Benjamine de huit enfants d'une famille de la petite bourgeoisie, Julie-Victoire Daubié - on l'appellera toujours Victoire - naît le 26 mars 1824 à Bains-les-Bains (Vosges).

Son père, caissier à la Manufacture royale de ferblanterie, meurt alors qu'elle est nourrisson. Elle fréquente assidûment l'école, se perfectionne avec son frère aîné, prêtre, qui lui apprend le latin et le grec, et passe à 20 ans un "certificat de capacité", sésame pour enseigner.

Elle puisera dans ce qu'elle a vu enfant, au contact de la misère des ouvriers de campagne, pour écrire son essai "La Femme pauvre au XIXe siècle". Couronné en 1859 du premier prix du concours de l'Académie des belles-lettres de Lyon.

Encore plus motivée, elle se lance à l'assaut du bac. Elle parvient à s'inscrire aux épreuves à Lyon et, le 17 août 1861, est reçue à l'examen... passé dans un local séparé.

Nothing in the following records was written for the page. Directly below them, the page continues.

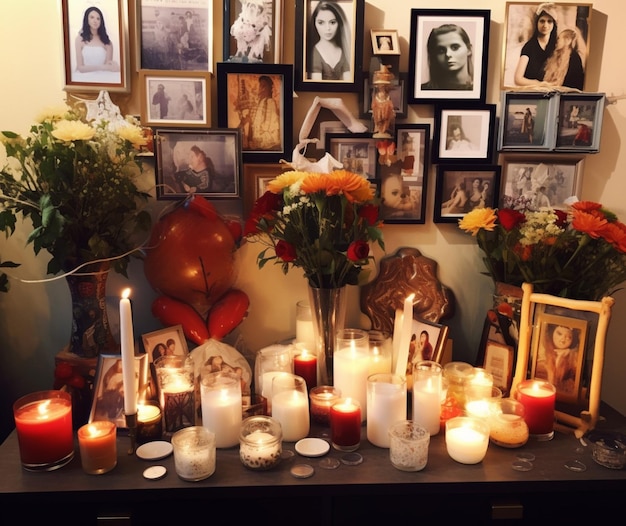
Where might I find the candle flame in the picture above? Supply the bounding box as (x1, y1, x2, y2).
(122, 287, 131, 300)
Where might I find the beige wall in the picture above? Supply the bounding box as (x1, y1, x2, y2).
(1, 0, 625, 420)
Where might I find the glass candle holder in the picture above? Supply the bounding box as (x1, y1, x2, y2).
(443, 361, 474, 410)
(488, 398, 529, 448)
(334, 329, 370, 421)
(200, 369, 243, 448)
(171, 426, 216, 481)
(330, 397, 362, 452)
(309, 385, 341, 426)
(293, 341, 318, 391)
(154, 355, 196, 436)
(295, 299, 315, 344)
(368, 330, 392, 376)
(366, 373, 407, 448)
(254, 345, 293, 408)
(464, 385, 503, 421)
(270, 373, 310, 442)
(77, 420, 117, 475)
(136, 401, 163, 444)
(389, 420, 430, 472)
(515, 379, 556, 441)
(13, 390, 74, 471)
(445, 416, 490, 465)
(412, 360, 443, 436)
(239, 415, 283, 470)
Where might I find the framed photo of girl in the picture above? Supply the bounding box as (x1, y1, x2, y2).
(61, 0, 130, 92)
(136, 0, 213, 73)
(501, 2, 593, 91)
(217, 62, 293, 163)
(432, 104, 497, 164)
(498, 91, 558, 151)
(407, 9, 490, 104)
(555, 92, 605, 153)
(294, 0, 364, 92)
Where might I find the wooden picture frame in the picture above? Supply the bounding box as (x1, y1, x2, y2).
(370, 29, 400, 55)
(499, 154, 584, 210)
(498, 91, 558, 152)
(243, 162, 287, 217)
(294, 0, 364, 92)
(432, 104, 496, 163)
(141, 325, 189, 363)
(433, 165, 501, 223)
(325, 133, 378, 180)
(216, 62, 293, 163)
(359, 71, 408, 119)
(154, 128, 242, 200)
(555, 93, 605, 153)
(139, 70, 210, 127)
(61, 0, 130, 92)
(136, 0, 213, 73)
(407, 8, 490, 104)
(501, 2, 593, 91)
(223, 0, 284, 63)
(89, 353, 149, 429)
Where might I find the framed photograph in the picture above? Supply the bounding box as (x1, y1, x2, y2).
(530, 313, 588, 404)
(89, 353, 149, 428)
(395, 123, 430, 181)
(359, 71, 408, 119)
(379, 159, 427, 224)
(136, 0, 213, 73)
(433, 164, 501, 223)
(432, 105, 496, 163)
(142, 325, 189, 363)
(154, 128, 242, 200)
(294, 0, 364, 92)
(139, 70, 210, 127)
(498, 91, 558, 151)
(223, 0, 284, 63)
(407, 9, 490, 104)
(61, 0, 130, 92)
(216, 62, 293, 163)
(243, 162, 287, 217)
(325, 133, 378, 180)
(404, 318, 449, 390)
(501, 2, 593, 91)
(499, 154, 584, 210)
(555, 93, 605, 153)
(482, 341, 515, 397)
(371, 29, 400, 55)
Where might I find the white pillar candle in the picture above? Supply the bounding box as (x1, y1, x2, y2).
(394, 294, 415, 377)
(366, 374, 407, 448)
(445, 416, 490, 464)
(412, 361, 443, 436)
(296, 300, 315, 344)
(200, 371, 242, 448)
(119, 288, 137, 416)
(271, 390, 310, 442)
(334, 330, 370, 422)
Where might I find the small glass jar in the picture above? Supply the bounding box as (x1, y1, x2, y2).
(239, 415, 283, 470)
(309, 385, 341, 426)
(443, 361, 474, 410)
(488, 398, 529, 448)
(171, 426, 216, 481)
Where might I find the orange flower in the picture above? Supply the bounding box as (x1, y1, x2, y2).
(571, 209, 608, 238)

Victoire se voit délivrer le diplôme six mois plus tard avec, dit-on, un coup de pouce de l'impératrice Eugénie. Elle salue la "bienveillance impartiale" et les "sympathies généreuses" rencontrées dans sa quête du Graal.

Et remercie sa "patrie" et son "siècle". Car celle qui a tracé la voie pour les femmes - le chemin sera long - ne compte pas s'arrêter là. Les cours de la Sorbonne sont toujours réservés aux hommes. Mais pas les examens. La voilà donc aussi première femme licenciée ès lettres en 1871.

"Elle a ouvert les portes de l'université aux femmes", salue auprès de l'AFP sa biographe Véronique André-Durupt, qui descend de la famille Daubié.

"Elle a considéré que l'éducation permettrait à la femme d'obtenir les mêmes droits que l'homme", ajoute Frédéric Bouvier, actuel propriétaire de la Manufacture royale de Bains et animateur du site internet consacré à cette pionnière www.julievictoiredaubie.fr.

Elle se lance ensuite dans une thèse de doctorat sur la condition de la femme dans la société romaine. Restée inachevée car elle meurt à 50 ans le 26 août 1874, emportée par la tuberculose.

- Combat pour le droit de vote -

Son combat lui vaut d'avoir de son vivant des admirateurs et surtout des admiratrices. L'une d'elles l'incite à mener un nouveau combat: le droit de vote des femmes.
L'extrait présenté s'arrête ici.